By: Earnest Jones | 05-12-2017 | News
Photo credit: NASA

Astronomers Map Gigantic Waves of Lava: Most Active Volcanic Site on Jupiter’s Moon Io

Loki Patera on Jupiter's moon has been described as the most powerful and persistent active volcano in the Solar System.

A wave of fresh magma was found to be bleeding up onto the moon’s surface. The findings were made two years ago, researchers decided to take advantage of a rare astronomical event to create a detailed map of this king of volcanos.

The measurements of the geological phenomenon have only been based on a sequence of heat map images that were published by a team of astronomers led by University of California, Berkeley. The images were taken through the Large Binocular Telescope in Arizona in March 2015.

The measurements weren't taken by some probe or satellite, but by a telescope on a mountain several hundred million kilometers away.

This was helped by the ice-moon Europa passing in front of Io, which thanks to its coating of frozen water doesn't reflect infrared wavelengths, providing something of a shadow to allow the pattern of temperatures on Io's surface to stand out.

Michael Skrutskie of the University of Virginia revealed that there was so much infrared light available that they could slice the observations into one-eighth-second intervals during which the edge of Europa advanced only a few kilometers across Io's surface. Skrutskie is a researcher and developer of the infrared camera technology.

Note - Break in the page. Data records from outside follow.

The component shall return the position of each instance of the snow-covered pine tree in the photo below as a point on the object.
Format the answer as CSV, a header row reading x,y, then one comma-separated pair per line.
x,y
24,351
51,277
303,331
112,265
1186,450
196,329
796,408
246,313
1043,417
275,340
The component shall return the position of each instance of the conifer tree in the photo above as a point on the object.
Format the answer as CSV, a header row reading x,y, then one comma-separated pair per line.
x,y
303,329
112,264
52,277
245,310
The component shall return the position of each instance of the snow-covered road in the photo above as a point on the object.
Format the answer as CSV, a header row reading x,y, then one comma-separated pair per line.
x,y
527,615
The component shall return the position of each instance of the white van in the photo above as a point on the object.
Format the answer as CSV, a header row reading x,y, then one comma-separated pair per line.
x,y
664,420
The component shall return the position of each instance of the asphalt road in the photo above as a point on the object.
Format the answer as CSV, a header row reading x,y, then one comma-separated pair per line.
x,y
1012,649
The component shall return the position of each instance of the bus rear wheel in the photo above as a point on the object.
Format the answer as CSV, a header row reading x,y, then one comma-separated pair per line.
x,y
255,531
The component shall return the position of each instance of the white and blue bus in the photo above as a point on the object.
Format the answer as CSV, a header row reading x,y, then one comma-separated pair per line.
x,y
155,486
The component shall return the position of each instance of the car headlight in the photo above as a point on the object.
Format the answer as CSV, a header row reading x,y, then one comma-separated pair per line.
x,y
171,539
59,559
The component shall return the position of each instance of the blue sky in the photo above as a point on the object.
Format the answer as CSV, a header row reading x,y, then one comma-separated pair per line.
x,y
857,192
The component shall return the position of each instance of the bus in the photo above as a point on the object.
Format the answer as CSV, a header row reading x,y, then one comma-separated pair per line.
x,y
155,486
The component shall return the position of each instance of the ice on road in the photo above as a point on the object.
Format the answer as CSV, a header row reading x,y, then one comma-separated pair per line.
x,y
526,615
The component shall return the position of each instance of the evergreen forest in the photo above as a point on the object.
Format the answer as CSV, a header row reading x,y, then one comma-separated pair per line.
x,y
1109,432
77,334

Such kinds of eclipses have been used to study Io before from far away from Earth's surface, advanced optics technology have only now allowed scientists to map hotspots down to a resolution of about 10 kilometers (6.2 miles).

Studies conducted in the past described an active volcano surrounded by a depression, or 'patera', about 200 kilometres (124 miles) across, filled with cooling rock that was resurfaced every 400 to 600 days with waves of lava that flowed around the basin at a speed of about 1-2 km (about a mile) per day.

An interesting question arose on where the fresh lava come from?

There was a possibility that the lava was the result of regular eruptions spewing out of Loki Patera itself. The second possibility was through something called overturning. As molten rock cools on the surface it increases in density, until the chilled crust collapses into the still molten rock beneath. Each collapse can make the next section unstable, creating a creeping wave of magma across the field to cool in its place.

This is exactly what is happening around the Solar System's most intense volcano. The lead researcher Katherine de Kleer, who is a graduate student from University of California, Berkeley, said that if Loki Patera is a sea of lava, it encompasses an area more than a million times that of a typical lava lake on Earth.

The variations in temperature revealed how recently magma had been exposed, telling a story about a wave of magma starting from the northwest corner of the surrounding basin, gradually moving clockwise, and a more recent wave starting further east.

The team of researchers will have to wait until 2021 until Europa aligns with Io again. Lava has been spilling and cooling around the volcano before Viking first took some snaps back in 1979, so it's unlikely to be falling quietly any time soon.

Jupiter's tidal forces massages the entire moon constantly, creating hundreds of volcanos all over its surface that channel molten rock and sulfur and send occasional plumes of dust and sulfur-dioxide gas high into its thin atmosphere.